JERUSALEM — Israel's two major political parties have emerged from pre-election primaries with slates that are markedly more extreme than the images the parties sought to project.
In Monday's Labor Party primary, a longtime and outspoken dove, Minister of Tourism Uzi Baram, topped the field.
Baram, 59, emerged as the second most popular figure in Israel's ruling Labor Party, defeating two self-proclaimed future prime ministerial hopefuls, Foreign Minister Ehud Barak and Interior Minister Haim Ramon.
Baram will be listed behind Prime Minister Shimon Peres, who was already chosen as the party's candidate for prime minister and was therefore assured the top slot.
The Likud primaries, which took place a day later, catapulted former Israel Defense Force general and political neophyte Yitzhak Mordechai to an equally unexpected victory.
The results of the primaries could complicate the parties' efforts to appeal to Israel's swing voters, whose preferences will decide the May 29 general election.
This sector of the electorate is traditionally identified as centrist. To attract their support, Labor has been stressing security concerns in its election campaign, while Likud has stressed its support of the peace process.
The main Labor Party slogan is "A Strong Israel with Peres." Likud's is "Peace with Security."
These platforms hardly fit the trends reflected in the primary results, but the reason for this disparity is clear. The primaries are not "open"; they are limited to registered and paid-up party members.
Characteristically, such people are more ideological than those who are politically unaffiliated. These voters favored the more radical candidates on each side of the political spectrum.
As a result of the Likud primary, Mordechai will actually appear fourth on the list because of Likud's recent merger with two smaller opposition parties, Gesher, led by David Levy, and Tsomet, led by former army chief Rafael Eitan.
Topping the combined list will be Likud leader Benjamin Netanyahu, followed by Levy and Eitan, then Mordechai.
As a result of the primary, arch-hardliner Ariel Sharon will follow Mordechai on the list.

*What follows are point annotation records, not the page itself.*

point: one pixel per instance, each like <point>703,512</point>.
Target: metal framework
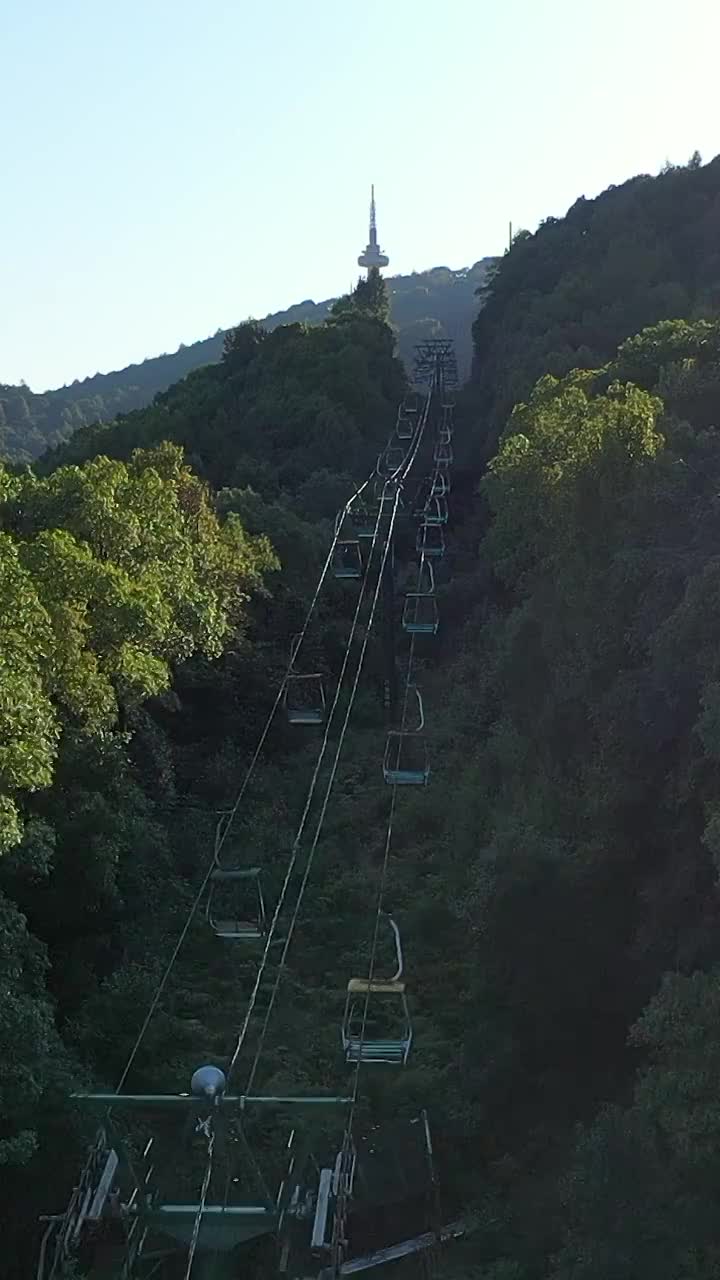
<point>122,1198</point>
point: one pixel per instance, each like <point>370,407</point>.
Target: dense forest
<point>556,882</point>
<point>431,304</point>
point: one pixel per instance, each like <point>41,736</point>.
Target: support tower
<point>373,257</point>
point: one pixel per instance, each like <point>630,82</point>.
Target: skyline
<point>168,177</point>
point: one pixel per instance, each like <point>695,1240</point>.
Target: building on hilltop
<point>373,257</point>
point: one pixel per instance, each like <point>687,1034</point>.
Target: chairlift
<point>236,908</point>
<point>368,1037</point>
<point>347,558</point>
<point>404,428</point>
<point>305,699</point>
<point>436,511</point>
<point>429,540</point>
<point>391,460</point>
<point>405,760</point>
<point>363,517</point>
<point>420,612</point>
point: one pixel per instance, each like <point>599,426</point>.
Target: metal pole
<point>388,635</point>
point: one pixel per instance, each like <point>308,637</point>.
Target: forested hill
<point>431,304</point>
<point>555,882</point>
<point>569,295</point>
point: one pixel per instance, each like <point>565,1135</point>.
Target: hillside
<point>428,304</point>
<point>555,882</point>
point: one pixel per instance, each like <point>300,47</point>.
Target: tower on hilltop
<point>373,257</point>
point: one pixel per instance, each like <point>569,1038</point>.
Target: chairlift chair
<point>405,762</point>
<point>429,540</point>
<point>305,699</point>
<point>363,517</point>
<point>436,511</point>
<point>420,611</point>
<point>360,1037</point>
<point>404,428</point>
<point>236,908</point>
<point>347,558</point>
<point>442,452</point>
<point>391,460</point>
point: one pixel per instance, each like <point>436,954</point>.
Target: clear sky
<point>172,167</point>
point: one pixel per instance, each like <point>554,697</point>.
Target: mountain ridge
<point>438,302</point>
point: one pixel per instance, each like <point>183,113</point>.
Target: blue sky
<point>172,167</point>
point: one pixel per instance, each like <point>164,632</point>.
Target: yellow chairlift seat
<point>365,1016</point>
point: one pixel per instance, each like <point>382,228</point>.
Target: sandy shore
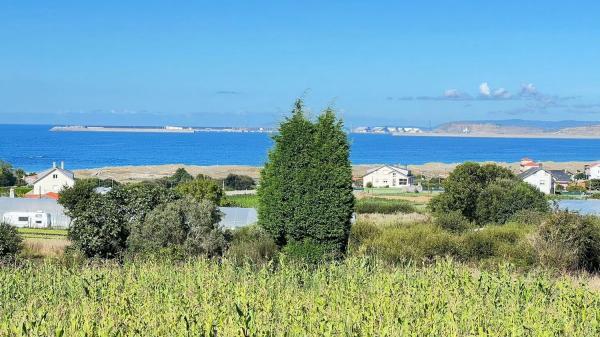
<point>146,172</point>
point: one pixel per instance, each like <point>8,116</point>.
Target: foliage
<point>358,297</point>
<point>251,243</point>
<point>202,188</point>
<point>306,185</point>
<point>501,199</point>
<point>569,241</point>
<point>486,193</point>
<point>7,176</point>
<point>184,224</point>
<point>239,182</point>
<point>242,200</point>
<point>453,222</point>
<point>384,206</point>
<point>11,242</point>
<point>100,228</point>
<point>593,184</point>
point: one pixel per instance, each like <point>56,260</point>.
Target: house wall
<point>53,182</point>
<point>594,172</point>
<point>387,177</point>
<point>541,180</point>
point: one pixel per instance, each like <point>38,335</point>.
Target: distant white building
<point>389,176</point>
<point>52,181</point>
<point>593,171</point>
<point>539,178</point>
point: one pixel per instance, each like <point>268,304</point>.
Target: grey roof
<point>51,206</point>
<point>530,172</point>
<point>560,175</point>
<point>43,174</point>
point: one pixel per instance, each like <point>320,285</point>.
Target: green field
<point>43,233</point>
<point>358,297</point>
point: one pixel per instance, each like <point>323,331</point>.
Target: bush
<point>569,241</point>
<point>202,188</point>
<point>181,226</point>
<point>252,244</point>
<point>100,230</point>
<point>384,206</point>
<point>11,242</point>
<point>310,252</point>
<point>501,199</point>
<point>239,182</point>
<point>453,222</point>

Sharon, the former defense minister and current Knesset member, successfully brokered the merger with Gesher and Tsomet.
The next two places on the Likud list went to Moshe Katsav and Ze'ev "Benny" Begin, neither of whom is considered a moderate.
Only then do the names of two Likud moderates appear: Dan Meridor, a former justice minister, and Jerusalem Mayor Ehud Olmert.
For their part, Labor officials on the whole were pleased with the party list that emerged from Monday's primary.
Rounding out the top five Labor slots after Peres and Baram were Barak, Housing Minister Benjamin Ben-Eliezer and Ramon.
Finishing in sixth place in the Labor primary was Finance Minister Avraham Shohat, followed by Nissim Zvilli — a spot protected for the party's secretary general — and Health Minister Ephraim Sneh.
Ninth place, a spot promised to the woman who finished first in the primary, was taken by Dalia Itzik.
Deputy Defense Minister Ori Orr came in next, followed by Minister Yossi Beilin, Peres' closest adviser on foreign policy matters.
Baram made it clear that he no longer necessarily accepted the conventional wisdom that Barak, the former IDF chief of staff, and Ramon, the former Histadrut chairman, would battle between themselves for the succession to the prime ministership when Peres, if re-elected, steps down in 1999.
Baram's dyed-in-the-wool dovishness attracted public attention in the late 1980s, when he refused to join a Likud-Labor government of national unity on the grounds that the Likud's opposition to peace moves would paralyze the government.
A onetime secretary general of the party, he was among the first of Labor's Knesset members to call openly for mutual recognition between Israel and the Palestine Liberation Organization.
Voters in the primary "punished" some lackluster Cabinet figures, including Trade Minister Michael Harish, who was squeezed out of the list of so-called "safe seats," 42 to 46 positions that are expected to win seats in the next Knesset.
Labor voters also dealt a blow to Minister of Religious Affairs Shimon Shetreet, who has embarrassed the prime minister by some high-profile moves against the Orthodox establishment.
He dropped to No. 42 and might find himself even lower if the party leadership decides to advance a representative of the immigrant population to a safe slot.
The Labor primary produced 14 "new faces" among the first 44 names on the list, and the party's campaign is now expected to accentuate the new blood injected into the party's veins.
Among the new names are Shlomo Ben-Ami, Moroccan-born professor of history at Tel Aviv University and former Israeli ambassador to Spain; Tsalli Reshef, Jerusalem attorney and longtime leader of Peace Now; and Ron Huldai, highly regarded head of the leading Herzliya high school in Tel Aviv.